Scalable RWLock

Scalable RWLock 4.1

Authors: Amine Moulay Ramdane.

Description:

A fast, and scalable and lightweight Multiple-Readers Exclusive-Writer Lock that is portable called LW_RWLock that works accross processes and threads and a fast, and scalable and starvation-free and lightweight Multiple-Readers-Exclusive-Writer Lock that is portable called LW_RWLockX and that works across processes and threads and that is FIFO fair on the writer side and FIFO fair on the reader side and that is of course Starvation-free, and also a fast a scalable Multiple-Readers-Exclusive-Writer Lock that is portable called RWLock and that doesn't spin-wait but uses my SemaMonitor so it is energy efficient and also a fast and scalable and lightweight Multiple-Readers-Exclusive-Writer Lock that is portable called RWLockX, this one is FIFO fair on the writer side and FIFO fair on the reader side and of course it is starvation-free and it doesn't spin-wait but uses my portable SemaMonitor and portable event objects , so it is energy efficient, and also LW_Asym_RWLockX that is a lightweight scalable Asymmetric Reader-Writer Mutex that uses a technic that looks like Seqlock without looping on the reader side like Seqlock, and this has permited the reader side to be costless, it is FIFO fair on the writer side and FIFO fair on the reader side and it is of course Starvation-free and it does spin-wait, and also Asym_RWLockX a lightweight scalable Asymmetric Reader-Writer Mutex that uses a technic that looks like Seqlock without looping on the reader side like Seqlock, and this has permited the reader side to be costless, it is FIFO fair on the writer side and FIFO fair on the reader side and it is of course Starvation-free and it does not spin-wait, but waits on my SemaMonitor, so it is energy efficient.

Asym_RWLockX and LW_Asym_RWLockx are limited to 400 threads but you can manually extended the maximum number of threads by setting the NbrThreads parameter of the constructor, and you have to start once and for all your threads and work with all your threads, don't start every time a thread and exit from the thread.
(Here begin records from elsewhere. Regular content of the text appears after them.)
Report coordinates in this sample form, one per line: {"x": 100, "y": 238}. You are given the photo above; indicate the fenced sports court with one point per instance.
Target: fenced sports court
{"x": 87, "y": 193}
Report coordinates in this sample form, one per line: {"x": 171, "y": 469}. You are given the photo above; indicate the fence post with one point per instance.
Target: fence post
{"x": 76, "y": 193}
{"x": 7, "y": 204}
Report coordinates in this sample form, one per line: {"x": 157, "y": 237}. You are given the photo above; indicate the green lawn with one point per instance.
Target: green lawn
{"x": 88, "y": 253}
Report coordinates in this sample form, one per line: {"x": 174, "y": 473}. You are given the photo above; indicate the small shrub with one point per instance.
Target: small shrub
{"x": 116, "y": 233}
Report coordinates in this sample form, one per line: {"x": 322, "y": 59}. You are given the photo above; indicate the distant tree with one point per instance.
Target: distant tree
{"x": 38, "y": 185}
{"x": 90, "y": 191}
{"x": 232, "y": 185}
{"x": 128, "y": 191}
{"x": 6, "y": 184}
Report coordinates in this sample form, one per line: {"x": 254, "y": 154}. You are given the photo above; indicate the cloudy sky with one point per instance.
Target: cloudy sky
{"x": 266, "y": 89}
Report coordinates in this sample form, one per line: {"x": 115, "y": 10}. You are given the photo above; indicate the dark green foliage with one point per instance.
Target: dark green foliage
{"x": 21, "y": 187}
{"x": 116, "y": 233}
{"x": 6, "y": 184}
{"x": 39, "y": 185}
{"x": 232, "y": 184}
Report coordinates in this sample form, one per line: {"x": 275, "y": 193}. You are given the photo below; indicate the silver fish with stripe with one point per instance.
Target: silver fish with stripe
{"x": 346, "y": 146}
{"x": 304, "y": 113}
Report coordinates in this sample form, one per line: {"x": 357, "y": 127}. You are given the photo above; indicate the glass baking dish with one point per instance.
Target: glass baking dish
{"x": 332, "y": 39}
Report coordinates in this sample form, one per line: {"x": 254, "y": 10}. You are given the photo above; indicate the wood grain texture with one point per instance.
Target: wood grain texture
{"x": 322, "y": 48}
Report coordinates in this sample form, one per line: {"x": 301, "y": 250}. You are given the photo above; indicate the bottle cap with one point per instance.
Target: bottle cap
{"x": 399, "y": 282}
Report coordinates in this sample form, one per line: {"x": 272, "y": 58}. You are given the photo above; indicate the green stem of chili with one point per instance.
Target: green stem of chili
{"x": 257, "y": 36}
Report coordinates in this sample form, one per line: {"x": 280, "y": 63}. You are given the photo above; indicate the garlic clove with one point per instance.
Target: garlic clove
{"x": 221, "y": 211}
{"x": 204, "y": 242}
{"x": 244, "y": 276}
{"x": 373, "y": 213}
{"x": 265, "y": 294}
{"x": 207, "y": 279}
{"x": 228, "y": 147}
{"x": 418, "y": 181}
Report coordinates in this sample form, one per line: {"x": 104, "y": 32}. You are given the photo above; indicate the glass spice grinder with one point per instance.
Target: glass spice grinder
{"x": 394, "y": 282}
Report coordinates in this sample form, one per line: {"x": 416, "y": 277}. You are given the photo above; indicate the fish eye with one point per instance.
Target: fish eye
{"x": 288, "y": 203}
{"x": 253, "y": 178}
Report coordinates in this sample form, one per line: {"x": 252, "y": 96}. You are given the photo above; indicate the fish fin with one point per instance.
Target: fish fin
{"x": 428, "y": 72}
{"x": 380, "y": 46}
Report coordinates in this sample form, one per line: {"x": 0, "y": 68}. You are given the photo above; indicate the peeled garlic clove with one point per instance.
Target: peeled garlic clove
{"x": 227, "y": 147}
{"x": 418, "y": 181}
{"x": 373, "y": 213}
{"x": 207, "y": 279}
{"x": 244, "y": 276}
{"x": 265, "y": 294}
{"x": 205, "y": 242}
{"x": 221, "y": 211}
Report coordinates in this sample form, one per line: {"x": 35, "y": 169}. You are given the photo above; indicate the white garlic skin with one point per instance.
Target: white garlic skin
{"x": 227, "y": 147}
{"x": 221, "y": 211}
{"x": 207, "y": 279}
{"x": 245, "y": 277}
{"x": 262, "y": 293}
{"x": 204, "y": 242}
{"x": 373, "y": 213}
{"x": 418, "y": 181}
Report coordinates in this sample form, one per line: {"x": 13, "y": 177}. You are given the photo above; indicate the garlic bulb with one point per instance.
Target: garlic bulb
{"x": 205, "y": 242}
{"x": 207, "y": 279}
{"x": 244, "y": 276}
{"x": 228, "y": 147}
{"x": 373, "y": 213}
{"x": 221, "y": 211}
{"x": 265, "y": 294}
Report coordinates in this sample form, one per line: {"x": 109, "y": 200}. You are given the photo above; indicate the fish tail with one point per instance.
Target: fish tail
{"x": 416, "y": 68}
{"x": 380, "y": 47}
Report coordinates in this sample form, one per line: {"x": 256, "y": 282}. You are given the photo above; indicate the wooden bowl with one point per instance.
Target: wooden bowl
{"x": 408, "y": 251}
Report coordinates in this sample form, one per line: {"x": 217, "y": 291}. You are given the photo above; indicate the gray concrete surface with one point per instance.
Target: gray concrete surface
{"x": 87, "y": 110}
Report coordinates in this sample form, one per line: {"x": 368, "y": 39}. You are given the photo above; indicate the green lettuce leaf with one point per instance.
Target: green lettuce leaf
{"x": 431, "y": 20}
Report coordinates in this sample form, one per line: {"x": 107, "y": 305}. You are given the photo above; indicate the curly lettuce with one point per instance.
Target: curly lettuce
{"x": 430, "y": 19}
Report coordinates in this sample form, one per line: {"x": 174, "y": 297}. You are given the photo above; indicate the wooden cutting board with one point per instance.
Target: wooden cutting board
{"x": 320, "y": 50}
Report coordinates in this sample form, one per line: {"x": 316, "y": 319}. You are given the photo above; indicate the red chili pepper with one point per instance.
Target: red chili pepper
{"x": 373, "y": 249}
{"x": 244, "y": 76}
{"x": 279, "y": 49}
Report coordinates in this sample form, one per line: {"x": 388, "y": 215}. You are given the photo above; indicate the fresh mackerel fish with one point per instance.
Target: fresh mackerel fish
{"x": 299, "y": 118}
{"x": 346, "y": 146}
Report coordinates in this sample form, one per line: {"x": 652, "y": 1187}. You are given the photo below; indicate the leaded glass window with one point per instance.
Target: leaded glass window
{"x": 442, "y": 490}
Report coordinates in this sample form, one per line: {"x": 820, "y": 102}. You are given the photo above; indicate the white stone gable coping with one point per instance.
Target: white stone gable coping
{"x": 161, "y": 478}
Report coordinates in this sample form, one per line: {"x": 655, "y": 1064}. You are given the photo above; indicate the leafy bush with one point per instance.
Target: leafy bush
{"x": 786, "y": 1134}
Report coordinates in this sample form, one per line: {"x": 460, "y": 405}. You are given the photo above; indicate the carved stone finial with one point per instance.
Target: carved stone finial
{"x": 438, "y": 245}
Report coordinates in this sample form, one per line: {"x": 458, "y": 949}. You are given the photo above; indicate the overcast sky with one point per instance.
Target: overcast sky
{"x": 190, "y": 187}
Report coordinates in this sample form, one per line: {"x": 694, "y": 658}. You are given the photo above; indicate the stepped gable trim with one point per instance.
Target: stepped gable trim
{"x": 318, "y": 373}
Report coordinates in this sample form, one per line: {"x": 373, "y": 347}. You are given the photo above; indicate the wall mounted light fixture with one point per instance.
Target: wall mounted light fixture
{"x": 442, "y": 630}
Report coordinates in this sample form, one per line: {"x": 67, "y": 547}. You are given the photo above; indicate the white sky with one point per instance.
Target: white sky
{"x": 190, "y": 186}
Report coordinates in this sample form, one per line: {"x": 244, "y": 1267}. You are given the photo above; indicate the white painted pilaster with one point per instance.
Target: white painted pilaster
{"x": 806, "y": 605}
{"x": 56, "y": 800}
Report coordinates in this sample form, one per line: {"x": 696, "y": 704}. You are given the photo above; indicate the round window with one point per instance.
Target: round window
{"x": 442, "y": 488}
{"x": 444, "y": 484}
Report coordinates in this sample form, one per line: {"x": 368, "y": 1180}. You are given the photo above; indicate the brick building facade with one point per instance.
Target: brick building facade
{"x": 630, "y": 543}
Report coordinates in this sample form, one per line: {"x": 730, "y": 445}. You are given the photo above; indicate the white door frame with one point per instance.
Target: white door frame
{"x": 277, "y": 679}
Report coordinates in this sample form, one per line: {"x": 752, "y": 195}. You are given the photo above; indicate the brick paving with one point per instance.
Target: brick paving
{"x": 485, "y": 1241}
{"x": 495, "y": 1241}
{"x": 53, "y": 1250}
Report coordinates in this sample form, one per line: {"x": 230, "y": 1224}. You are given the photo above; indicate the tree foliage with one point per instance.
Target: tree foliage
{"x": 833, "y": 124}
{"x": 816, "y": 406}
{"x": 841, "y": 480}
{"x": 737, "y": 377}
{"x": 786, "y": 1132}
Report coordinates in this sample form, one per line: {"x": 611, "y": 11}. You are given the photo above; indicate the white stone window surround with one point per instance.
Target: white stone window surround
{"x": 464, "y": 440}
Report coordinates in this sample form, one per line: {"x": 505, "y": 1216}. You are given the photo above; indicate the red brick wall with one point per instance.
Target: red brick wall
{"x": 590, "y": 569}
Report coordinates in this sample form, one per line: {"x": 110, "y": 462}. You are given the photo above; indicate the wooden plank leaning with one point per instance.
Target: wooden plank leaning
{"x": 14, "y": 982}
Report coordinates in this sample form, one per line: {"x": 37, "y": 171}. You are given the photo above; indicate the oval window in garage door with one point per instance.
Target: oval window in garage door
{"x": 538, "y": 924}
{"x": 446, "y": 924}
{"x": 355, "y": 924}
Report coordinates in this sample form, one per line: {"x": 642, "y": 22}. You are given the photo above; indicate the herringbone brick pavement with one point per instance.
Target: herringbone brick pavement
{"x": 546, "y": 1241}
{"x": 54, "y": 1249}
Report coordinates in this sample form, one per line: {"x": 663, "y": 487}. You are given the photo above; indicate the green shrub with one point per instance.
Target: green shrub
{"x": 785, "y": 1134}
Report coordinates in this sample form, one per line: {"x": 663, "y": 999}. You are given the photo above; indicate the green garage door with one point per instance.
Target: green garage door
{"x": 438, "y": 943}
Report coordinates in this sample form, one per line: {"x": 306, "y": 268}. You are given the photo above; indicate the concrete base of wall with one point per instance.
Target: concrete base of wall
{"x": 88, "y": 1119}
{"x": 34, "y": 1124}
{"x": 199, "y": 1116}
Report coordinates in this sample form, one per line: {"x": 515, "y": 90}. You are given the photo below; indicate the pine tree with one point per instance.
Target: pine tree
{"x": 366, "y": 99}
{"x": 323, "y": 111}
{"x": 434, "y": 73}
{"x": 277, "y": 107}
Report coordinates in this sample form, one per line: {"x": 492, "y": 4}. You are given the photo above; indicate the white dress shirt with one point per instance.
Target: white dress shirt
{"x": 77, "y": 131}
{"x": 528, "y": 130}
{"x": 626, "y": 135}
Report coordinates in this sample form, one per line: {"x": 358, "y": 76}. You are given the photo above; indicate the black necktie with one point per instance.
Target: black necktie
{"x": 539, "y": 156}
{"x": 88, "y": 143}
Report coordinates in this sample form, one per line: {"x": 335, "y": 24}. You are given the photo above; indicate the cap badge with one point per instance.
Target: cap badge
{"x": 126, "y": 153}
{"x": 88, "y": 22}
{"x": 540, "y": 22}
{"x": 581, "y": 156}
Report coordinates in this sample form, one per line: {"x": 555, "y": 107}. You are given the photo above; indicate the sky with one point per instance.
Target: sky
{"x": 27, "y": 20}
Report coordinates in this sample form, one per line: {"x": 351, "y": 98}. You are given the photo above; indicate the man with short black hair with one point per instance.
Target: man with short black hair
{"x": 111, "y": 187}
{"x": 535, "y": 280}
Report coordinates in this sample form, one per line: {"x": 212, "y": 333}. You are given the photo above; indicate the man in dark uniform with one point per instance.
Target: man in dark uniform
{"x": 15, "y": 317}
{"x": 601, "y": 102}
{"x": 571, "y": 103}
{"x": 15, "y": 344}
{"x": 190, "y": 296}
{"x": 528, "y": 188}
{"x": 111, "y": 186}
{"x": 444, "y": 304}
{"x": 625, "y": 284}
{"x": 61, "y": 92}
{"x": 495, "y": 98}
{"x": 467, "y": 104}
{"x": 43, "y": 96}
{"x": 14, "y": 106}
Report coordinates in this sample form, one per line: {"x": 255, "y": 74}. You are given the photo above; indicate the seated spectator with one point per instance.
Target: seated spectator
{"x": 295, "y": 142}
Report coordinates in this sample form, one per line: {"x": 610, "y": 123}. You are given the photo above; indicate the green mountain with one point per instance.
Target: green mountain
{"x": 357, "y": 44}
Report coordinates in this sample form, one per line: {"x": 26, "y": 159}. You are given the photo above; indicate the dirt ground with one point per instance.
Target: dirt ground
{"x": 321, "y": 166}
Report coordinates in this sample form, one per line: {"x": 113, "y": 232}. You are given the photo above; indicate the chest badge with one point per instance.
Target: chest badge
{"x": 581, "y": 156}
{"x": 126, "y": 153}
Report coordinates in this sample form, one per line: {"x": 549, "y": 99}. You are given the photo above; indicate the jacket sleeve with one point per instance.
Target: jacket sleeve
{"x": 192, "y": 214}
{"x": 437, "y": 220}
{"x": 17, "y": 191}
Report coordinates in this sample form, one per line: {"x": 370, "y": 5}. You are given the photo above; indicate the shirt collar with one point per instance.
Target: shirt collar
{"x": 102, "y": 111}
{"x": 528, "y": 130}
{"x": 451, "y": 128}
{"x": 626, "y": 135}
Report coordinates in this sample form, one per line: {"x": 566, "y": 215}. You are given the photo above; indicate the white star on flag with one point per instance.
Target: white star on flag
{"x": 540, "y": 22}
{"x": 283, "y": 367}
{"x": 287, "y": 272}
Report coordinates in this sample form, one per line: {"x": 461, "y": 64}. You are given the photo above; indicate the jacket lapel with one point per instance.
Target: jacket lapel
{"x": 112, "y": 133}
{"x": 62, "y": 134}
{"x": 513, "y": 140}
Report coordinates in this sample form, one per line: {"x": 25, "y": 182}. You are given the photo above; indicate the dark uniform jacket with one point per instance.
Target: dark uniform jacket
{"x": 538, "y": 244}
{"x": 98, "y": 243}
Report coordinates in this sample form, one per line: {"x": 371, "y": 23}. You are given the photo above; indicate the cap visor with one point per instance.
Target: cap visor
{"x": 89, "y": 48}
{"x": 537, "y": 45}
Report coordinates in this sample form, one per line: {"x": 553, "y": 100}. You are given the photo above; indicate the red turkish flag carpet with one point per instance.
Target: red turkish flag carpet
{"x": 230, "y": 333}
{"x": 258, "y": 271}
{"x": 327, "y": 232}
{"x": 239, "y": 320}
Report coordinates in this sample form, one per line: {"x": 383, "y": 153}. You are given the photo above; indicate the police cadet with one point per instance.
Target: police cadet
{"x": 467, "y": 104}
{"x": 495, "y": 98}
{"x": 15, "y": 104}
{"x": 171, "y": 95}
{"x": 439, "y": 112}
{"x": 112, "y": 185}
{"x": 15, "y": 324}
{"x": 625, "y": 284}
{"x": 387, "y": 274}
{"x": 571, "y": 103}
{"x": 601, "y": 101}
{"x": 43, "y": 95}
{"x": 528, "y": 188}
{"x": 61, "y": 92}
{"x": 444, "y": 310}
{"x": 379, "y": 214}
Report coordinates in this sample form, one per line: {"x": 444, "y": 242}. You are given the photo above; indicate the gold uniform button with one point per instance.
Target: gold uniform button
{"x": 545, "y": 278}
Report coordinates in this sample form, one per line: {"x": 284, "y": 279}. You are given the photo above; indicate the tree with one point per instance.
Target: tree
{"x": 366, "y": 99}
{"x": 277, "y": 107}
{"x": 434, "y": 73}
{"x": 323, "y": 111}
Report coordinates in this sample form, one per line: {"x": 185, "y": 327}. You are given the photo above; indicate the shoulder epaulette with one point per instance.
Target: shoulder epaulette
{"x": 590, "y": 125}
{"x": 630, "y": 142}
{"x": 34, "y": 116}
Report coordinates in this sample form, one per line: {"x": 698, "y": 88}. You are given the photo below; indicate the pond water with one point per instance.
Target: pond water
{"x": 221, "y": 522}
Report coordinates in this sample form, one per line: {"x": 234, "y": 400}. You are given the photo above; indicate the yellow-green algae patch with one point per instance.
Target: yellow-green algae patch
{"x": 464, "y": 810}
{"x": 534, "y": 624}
Asym_RWLockX and LW_Asym_RWLockx don't use any atomic operations and/or StoreLoad style memory barriers on the reader side, so it's scalable and very fast.

As you have noticed i have invented 6 variants of my scalable RWLock, the ones that ends with an X in there names are FIFO fair on the writer side and FIFO fair on the reader side and they are of course starvation-free and they are suitable for reatime critical systems, the others are not.

Why have i decided to come with scalable and starvation-free RWLocks? cause you can have frequent reads and infrequent writes but from time to time you can have frequent writes, so i think it is important to have a scalable and starvation-free RWLock , this is why i have come up with two variants of scalable and starvation-free RWLocks.

My lightweight variant and starvation-free RWLock called LW_RWLockX and also my LW_RWLOCK both scales even at 3% of writes, that's also very interresting to know...

And you have to know also that even if we are in a scenario with many more writes than 3% of writes and my scalable LW_RWLockX don't scale globally in the timing you have to know that LW_RWLockX will still be useful , cause even if it doen't scale globally in the timing , you have to understand that if from the time t1 to the time t2 there is writes and reads and from the time t2 to time t3 there is only reads, so even if the time from t1 to t2 will add more to the overall time cause there is writes threads, the perceived throughput from time t2 to t3 will be higher and the waiting time from t2 to t3 will be lower cause all my RWLocks will be scalable from t2 to t3 and this will make all my scalable RWLocks useful cause for example the database clients from internet or intranet waiting from t2 to t3 will be served more quickly and this is still useful and this will make my scalable RWLocks still useful even if it doesn't scale above 3% of writes.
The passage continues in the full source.